Wind industry veteran Ditlev Engel, a former head of Vestas and now CEO of DNV GL, provides a clear-headed view of what lies ahead for wind energy. The most important thing the industry can do right now, he says, is convince policymakers that wind-turbine technology, smart-grid systems, and enhanced storage capacity are at the stage of development where they can be trusted to play a leading role in cleaning up electricity generation reliably and economically.

Engel describes himself as technologically optimistic but regulatory pessimistic, which is perhaps another way of saying much the same thing. We have the technology; now we need the political will, financial impetus and regulatory framework to make it happen.

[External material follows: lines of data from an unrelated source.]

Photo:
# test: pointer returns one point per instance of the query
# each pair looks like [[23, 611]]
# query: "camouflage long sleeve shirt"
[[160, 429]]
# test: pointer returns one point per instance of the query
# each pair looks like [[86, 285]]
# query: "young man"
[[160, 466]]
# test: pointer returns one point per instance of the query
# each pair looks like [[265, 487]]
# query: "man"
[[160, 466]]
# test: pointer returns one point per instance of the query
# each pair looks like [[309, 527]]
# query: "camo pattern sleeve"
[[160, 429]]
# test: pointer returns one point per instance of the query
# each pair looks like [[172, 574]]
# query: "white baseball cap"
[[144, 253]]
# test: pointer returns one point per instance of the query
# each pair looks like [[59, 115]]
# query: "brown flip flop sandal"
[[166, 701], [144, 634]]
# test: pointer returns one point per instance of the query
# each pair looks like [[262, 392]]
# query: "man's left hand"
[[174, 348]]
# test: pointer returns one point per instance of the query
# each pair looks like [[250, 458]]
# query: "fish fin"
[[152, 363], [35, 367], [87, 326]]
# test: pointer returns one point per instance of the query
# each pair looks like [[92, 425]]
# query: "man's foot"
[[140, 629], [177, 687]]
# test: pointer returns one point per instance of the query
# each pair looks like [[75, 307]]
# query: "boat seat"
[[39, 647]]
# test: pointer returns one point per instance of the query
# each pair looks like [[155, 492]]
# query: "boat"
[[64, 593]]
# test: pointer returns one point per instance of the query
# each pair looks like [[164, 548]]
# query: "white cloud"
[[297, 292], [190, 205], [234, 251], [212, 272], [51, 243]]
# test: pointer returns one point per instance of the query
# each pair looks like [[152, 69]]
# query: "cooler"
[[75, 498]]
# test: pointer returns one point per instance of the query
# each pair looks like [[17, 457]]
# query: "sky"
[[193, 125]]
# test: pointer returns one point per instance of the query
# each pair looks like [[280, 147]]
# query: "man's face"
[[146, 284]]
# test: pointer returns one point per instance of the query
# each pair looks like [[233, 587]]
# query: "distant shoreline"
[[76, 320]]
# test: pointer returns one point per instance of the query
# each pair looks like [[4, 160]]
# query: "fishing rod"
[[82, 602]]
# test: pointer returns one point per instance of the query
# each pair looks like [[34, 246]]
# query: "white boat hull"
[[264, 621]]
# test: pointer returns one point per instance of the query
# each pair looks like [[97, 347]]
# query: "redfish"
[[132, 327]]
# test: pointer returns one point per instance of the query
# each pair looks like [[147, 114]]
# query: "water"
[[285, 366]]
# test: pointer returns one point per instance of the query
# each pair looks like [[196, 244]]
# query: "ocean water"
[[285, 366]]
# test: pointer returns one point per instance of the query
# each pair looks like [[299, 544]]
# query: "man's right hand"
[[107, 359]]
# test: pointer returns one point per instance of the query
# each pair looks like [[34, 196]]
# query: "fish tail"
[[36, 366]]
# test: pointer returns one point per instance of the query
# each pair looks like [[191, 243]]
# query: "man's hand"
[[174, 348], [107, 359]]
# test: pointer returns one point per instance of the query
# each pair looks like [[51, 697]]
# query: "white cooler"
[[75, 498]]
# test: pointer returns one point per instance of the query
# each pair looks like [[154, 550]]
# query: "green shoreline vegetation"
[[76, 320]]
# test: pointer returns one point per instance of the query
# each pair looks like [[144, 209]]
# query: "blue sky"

The pessimism, however, is all too easy to understand when substantial parts of the US west coast go up in flames, and the country’s president attributes it to bad forest management rather than global heating. Or when Poland opts for nuclear power to fill the gap left by retiring coal plants when renewables could do the job at less than half the price. Or when Australia’s federal administration pins its hopes (and substantial investment) on carbon capture and storage in a forlorn effort to prop up its coal industry.

Or when the UK appoints the climate change-denier and former Australian PM Tony Abbott — ousted by his own party rather than the ballot box — to advise on trade agreements as the UK cuts its ties with the European Union. The UK’s feeble response to the responsibility of hosting the COP-26 climate conference hardly inspires confidence in the country’s commitment either.

But let’s stick with the optimistic message for now. The pandemic has given the case for greater deployment of renewables a big shove in the right direction. Our selected reports — further countries will be covered online due to space limitations in the first printed edition of Windpower Monthly since April — largely paint a positive picture for wind-power development. Sure, there are still some dinosaurs in the policymaker ranks — but they are doomed to extinction.